Mrs. Gold’s project will bring current events in Israel and around the world in Hebrew to students by way of streaming media in real time. Hebrew Academy students will follow up this activity through discussion about daily living, culture and politics with their alumni living in Israel through web/video conferencing. Ms. Gold will use smartboard technology and related computer generated programs in this program.
The Huntington Beach yeshiva day school has garnered numerous awards in recent years, standing out for its wide range of achievements from excellence in education to taking the lead in going green. Rabbi Newman, principal of the Hebrew Academy, says the school administration is “delighted and proud that Ms. Gold has been selected for the AVI CHAI Educational Technology grant.
The grant, he says, will allow Ms.
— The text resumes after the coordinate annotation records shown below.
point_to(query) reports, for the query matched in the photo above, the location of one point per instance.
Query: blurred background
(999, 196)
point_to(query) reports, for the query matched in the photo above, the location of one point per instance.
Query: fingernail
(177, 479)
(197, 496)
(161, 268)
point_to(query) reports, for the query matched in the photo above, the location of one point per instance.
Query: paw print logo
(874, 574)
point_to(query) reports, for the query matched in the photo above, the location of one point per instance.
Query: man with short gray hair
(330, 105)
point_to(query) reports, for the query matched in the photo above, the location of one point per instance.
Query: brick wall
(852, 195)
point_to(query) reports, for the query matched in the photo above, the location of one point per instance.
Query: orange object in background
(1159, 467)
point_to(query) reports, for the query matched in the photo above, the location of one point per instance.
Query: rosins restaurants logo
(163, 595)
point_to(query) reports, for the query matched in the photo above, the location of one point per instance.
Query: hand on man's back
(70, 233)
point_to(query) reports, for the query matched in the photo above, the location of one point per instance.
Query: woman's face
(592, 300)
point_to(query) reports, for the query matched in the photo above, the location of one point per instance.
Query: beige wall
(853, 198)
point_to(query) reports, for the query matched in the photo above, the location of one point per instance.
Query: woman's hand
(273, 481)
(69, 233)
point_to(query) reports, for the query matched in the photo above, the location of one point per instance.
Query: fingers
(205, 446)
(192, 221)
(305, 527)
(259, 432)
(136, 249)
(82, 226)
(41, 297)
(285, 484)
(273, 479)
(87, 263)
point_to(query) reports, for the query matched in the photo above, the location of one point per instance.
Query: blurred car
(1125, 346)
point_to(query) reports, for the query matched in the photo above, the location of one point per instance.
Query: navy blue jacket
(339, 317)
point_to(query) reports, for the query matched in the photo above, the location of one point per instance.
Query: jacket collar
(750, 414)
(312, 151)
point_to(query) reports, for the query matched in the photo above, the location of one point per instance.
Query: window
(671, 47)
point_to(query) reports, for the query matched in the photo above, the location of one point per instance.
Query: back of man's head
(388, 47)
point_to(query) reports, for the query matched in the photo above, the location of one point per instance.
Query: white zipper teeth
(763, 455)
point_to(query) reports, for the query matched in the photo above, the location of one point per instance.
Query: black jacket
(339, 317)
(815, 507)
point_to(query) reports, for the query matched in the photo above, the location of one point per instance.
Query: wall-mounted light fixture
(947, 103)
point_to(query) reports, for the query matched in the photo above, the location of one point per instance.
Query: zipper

Gold “to enrich her classroom and provide the students with skills they will need as they grow as learners in the 21st century.”
The AVI CHAI Foundation, a New York-based private foundation dedicated to supporting and encouraging the Jewish day school and camp movements, developed the educational technology experiment grant program two years ago in an effort to indentify key ways to apply technological advances to the work of day schools.
Intended as a means to learn from this field, AVI CHAI announces a competitive grant opportunity, providing allocations of $2,000 to $10,000 for those educators who can identify and develop innovative approaches to using technology to solve a pedagogic classroom problem. Ms. Gold was one of 20 applicants selected.
“Some of the most creative innovations in Jewish education are quietly happening in day school classrooms across the country, says Yossi Prager, AVI CHAI’s executive director in North America
As part of the program, grant recipients are expected to post regularly on the blog edtechexp.blogspot.com so that other educators can learn from this experience. Past blog conversations have included integrating smartboards into Judaic curricula, using video to advance Hebrew instruction, and creative applications of podcasting.
“We are happy to support these inventive teachers, but most excited to be sharing their ideas and providing learning opportunities to a broader audience through the ed tech blog.”